The concert at night is an unexpected delight, lots of people really into the music. It takes a few numbers for the audience to get into the full swing of things, but when they do, they stay there for the rest of the show and when we leave the stage it's to loud clapping and cheers. Which is always nice. 


October 10, Preston:

Wake up on the tour bus outside the venue, named 53 Degrees, which is purpose built, clean and new. It's part of the University of Lancaster, so the surrounding area is full of student cafes, unions, and vaguely hard looking students. There's also a poster fair on which I have a browse around. It's almost identical to the Fresher's Week poster fair I went to back in 1995 when I was a fresh-faced first year. I suppose it's quite reassuring that one constant in student life throughout the decades, is a picture of Bob Marley smoking a joint on the kitchen wall of the student halls.

The concert in the evening is very warm and very loud. We're cramped onto a smaller stage (it seems we're not as popular in Preston as originally thought), but it actually makes for a exciting performance, and the crowd seem to enjoy it. We're at a good place with the band now, that we can choose a different set list each night to suit the venue and the audience.

After the concert sit around in the enormous dressing room, listening to the new CD by the Icelandic band Mum, chatting to the guys from The Twilight Sad. The conversation moves onto the tour bus, and it's about 4am by the time they leave for their local B&B and we leave for the drive to Leicester. 


October 9, Liverpool:

The venue is the Liverpool Academy, where we've played before several times. Liverpool is a strange city for Idlewild, sometimes a lot of people come, sometimes not so many. The promoter tells me that he's having a hard time selling out any gigs these days. What with less people buying albums and less people going to concerts, the future's not looking so bright for musicians. Still, you can't let that bother you on the first day of a month long tour.

I've never properly explored Liverpool I'm ashamed to say, despite many visits, and I don't do it again, I spend the time from when we arrive until we play sitting in the dressing room reading the Roger Deakin book 'Wildwood' and imagining myself living self sufficiently in an oak wood cabin deep in the forest.
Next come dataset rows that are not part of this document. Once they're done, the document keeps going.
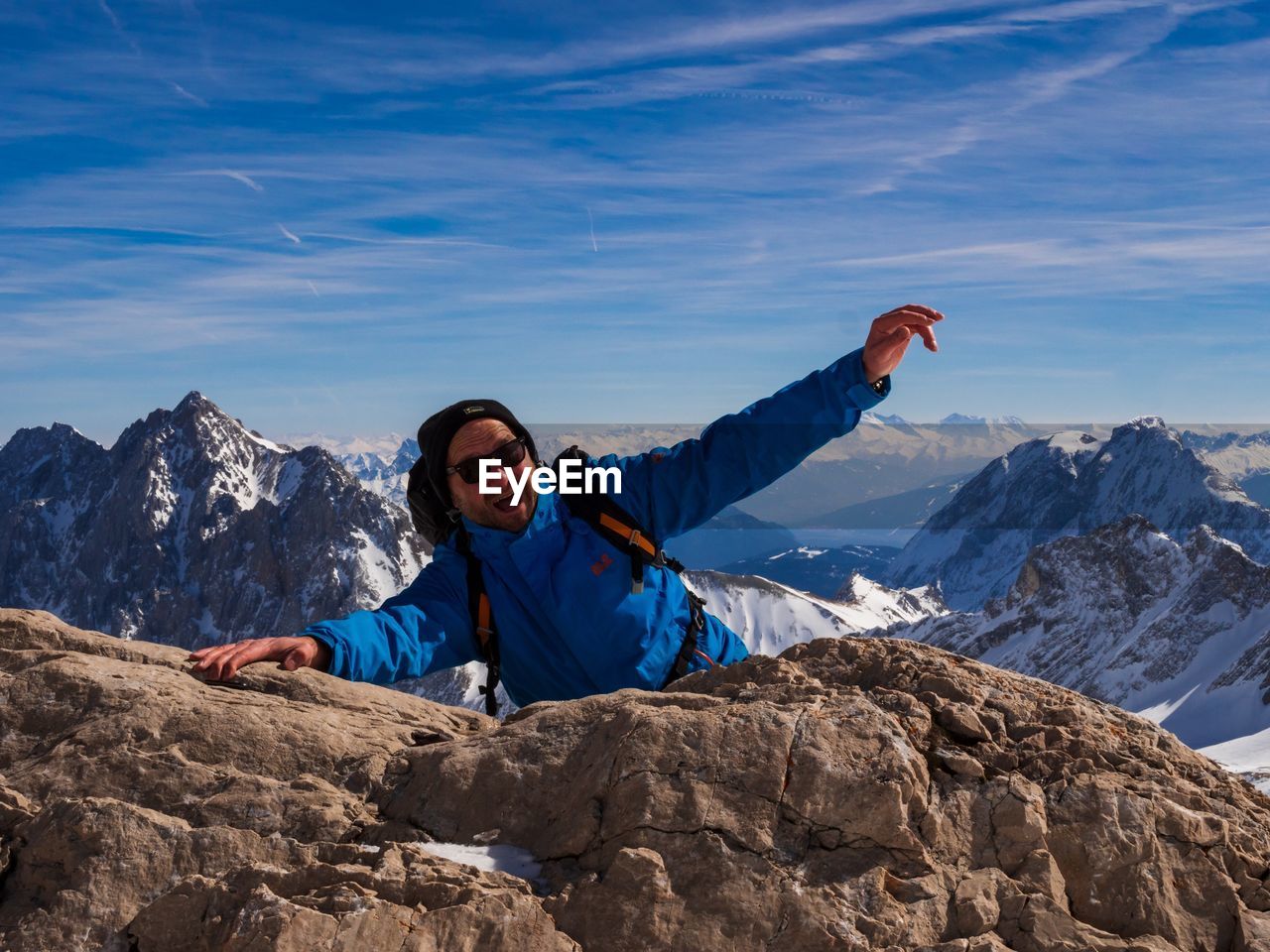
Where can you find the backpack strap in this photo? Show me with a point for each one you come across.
(620, 529)
(483, 621)
(613, 524)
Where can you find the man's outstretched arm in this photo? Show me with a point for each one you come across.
(677, 489)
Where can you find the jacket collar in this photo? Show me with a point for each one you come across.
(488, 540)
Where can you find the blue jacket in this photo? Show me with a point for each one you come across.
(568, 622)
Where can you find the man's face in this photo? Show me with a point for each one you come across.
(480, 438)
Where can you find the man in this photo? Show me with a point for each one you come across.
(568, 619)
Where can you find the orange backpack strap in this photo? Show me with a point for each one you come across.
(483, 621)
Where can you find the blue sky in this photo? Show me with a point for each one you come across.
(335, 217)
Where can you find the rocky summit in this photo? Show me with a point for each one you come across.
(851, 793)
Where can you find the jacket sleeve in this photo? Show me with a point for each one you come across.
(425, 629)
(675, 490)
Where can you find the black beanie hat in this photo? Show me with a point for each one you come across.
(439, 429)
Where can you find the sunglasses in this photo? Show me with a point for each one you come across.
(511, 453)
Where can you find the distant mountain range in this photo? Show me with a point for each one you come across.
(1067, 484)
(1130, 565)
(191, 527)
(881, 457)
(1179, 633)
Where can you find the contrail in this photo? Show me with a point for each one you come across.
(240, 177)
(118, 27)
(182, 90)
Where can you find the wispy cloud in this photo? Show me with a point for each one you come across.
(766, 180)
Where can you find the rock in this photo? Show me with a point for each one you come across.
(812, 801)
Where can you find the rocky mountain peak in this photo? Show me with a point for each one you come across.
(190, 522)
(865, 793)
(1065, 484)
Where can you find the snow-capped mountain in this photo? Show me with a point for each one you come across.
(1066, 484)
(820, 570)
(385, 474)
(1178, 633)
(770, 617)
(1237, 454)
(962, 419)
(881, 457)
(191, 525)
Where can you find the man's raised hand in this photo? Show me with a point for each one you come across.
(889, 336)
(222, 661)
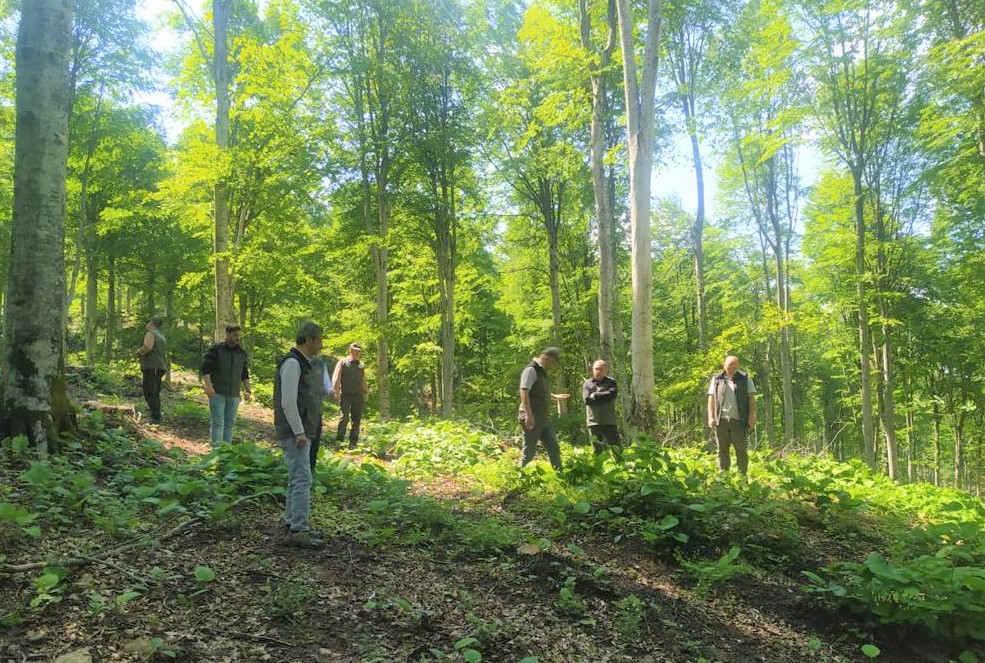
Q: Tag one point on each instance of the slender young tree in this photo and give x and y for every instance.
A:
(30, 380)
(640, 89)
(600, 60)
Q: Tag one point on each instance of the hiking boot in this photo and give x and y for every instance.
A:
(303, 540)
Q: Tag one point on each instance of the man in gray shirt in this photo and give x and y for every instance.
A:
(535, 407)
(732, 412)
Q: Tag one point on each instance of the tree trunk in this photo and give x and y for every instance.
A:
(699, 225)
(446, 286)
(33, 330)
(224, 313)
(640, 118)
(600, 186)
(864, 333)
(554, 261)
(83, 238)
(936, 470)
(958, 435)
(92, 306)
(111, 308)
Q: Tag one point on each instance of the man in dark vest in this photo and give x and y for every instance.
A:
(296, 414)
(535, 407)
(351, 389)
(599, 393)
(153, 356)
(732, 412)
(226, 370)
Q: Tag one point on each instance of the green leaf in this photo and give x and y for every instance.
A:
(466, 642)
(669, 521)
(38, 475)
(871, 651)
(204, 574)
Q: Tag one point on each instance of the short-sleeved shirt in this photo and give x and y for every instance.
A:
(729, 406)
(528, 377)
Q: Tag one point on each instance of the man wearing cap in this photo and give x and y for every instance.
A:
(732, 412)
(535, 407)
(599, 393)
(349, 381)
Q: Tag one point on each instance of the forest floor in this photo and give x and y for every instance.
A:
(359, 600)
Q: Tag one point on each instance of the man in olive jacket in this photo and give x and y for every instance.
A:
(297, 411)
(599, 393)
(349, 382)
(535, 407)
(732, 412)
(153, 354)
(225, 371)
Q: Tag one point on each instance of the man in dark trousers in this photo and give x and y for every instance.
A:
(599, 393)
(535, 407)
(225, 371)
(351, 388)
(153, 356)
(731, 413)
(297, 410)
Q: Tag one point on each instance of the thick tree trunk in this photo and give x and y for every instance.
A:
(864, 333)
(446, 269)
(936, 469)
(600, 185)
(92, 306)
(224, 313)
(640, 118)
(111, 305)
(83, 234)
(33, 330)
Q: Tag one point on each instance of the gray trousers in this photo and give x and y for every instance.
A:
(732, 433)
(543, 431)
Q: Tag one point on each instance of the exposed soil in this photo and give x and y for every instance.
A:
(353, 603)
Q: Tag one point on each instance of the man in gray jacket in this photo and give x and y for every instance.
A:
(599, 393)
(296, 415)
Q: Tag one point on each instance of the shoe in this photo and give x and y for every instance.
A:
(304, 540)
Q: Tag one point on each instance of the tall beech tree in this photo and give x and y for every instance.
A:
(639, 84)
(33, 388)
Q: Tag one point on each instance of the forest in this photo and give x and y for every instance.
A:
(456, 185)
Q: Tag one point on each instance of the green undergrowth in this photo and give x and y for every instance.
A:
(852, 540)
(901, 555)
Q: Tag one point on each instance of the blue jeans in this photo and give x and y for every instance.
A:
(543, 431)
(222, 409)
(298, 503)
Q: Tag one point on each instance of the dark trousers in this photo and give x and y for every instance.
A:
(152, 390)
(350, 408)
(606, 437)
(543, 431)
(732, 433)
(315, 444)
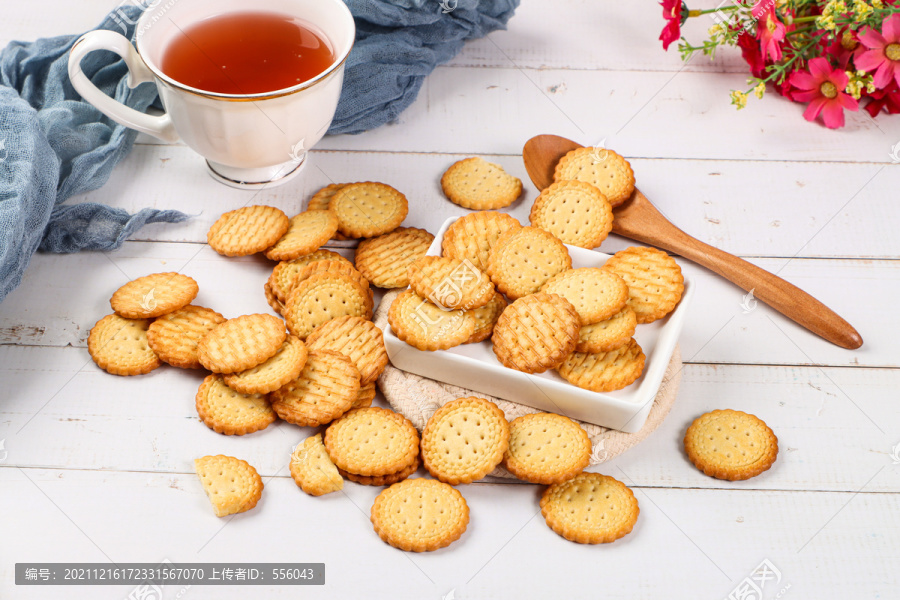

Rod slips while he's watching the (excellent) opening band, The Twilight Sad and falls down a (fairly small) flight of stairs. It's enough to cause him considerable pain, distress and worry, but it all looks ok when we take the stage, until he pulls a move onto the monitor and falls over onto his already battered elbow. It overshadows the show somewhat and afterwards he's taken to the A&E in Liverpool where, after a three hour wait, he's told that he's got a slight hairline fracture, but that he'll be ok with painkillers and if he rests his arm as much as possible.

The concert itself is good fun, although we're all exhausted by the tenth song. Playing rock shows in sweaty clubs is hard work when you've not been so used to it. We've got a dedicated set of fans, it's true, and we're playing a lot of older songs on this tour that we rarely play. I suppose it's an invisible thank you from us to them. After the concert we settle into the usual routines of drinking beer and chatting to the other bands on the bill and various guests, known by those who work in venues as 'liggers', but i prefer to call them guests. End the evening all crammed into the back lounge of the tour bus watching a live Pearl Jam DVD. We opened for Pearl Jam on tour a few years ago, and they're one of the few bands that we all agree on. I go to bed when Gareth and Sound Man Richie start having a heated debate on the merits of progressive soft metal balladeers Rush. There's only so much one man can take.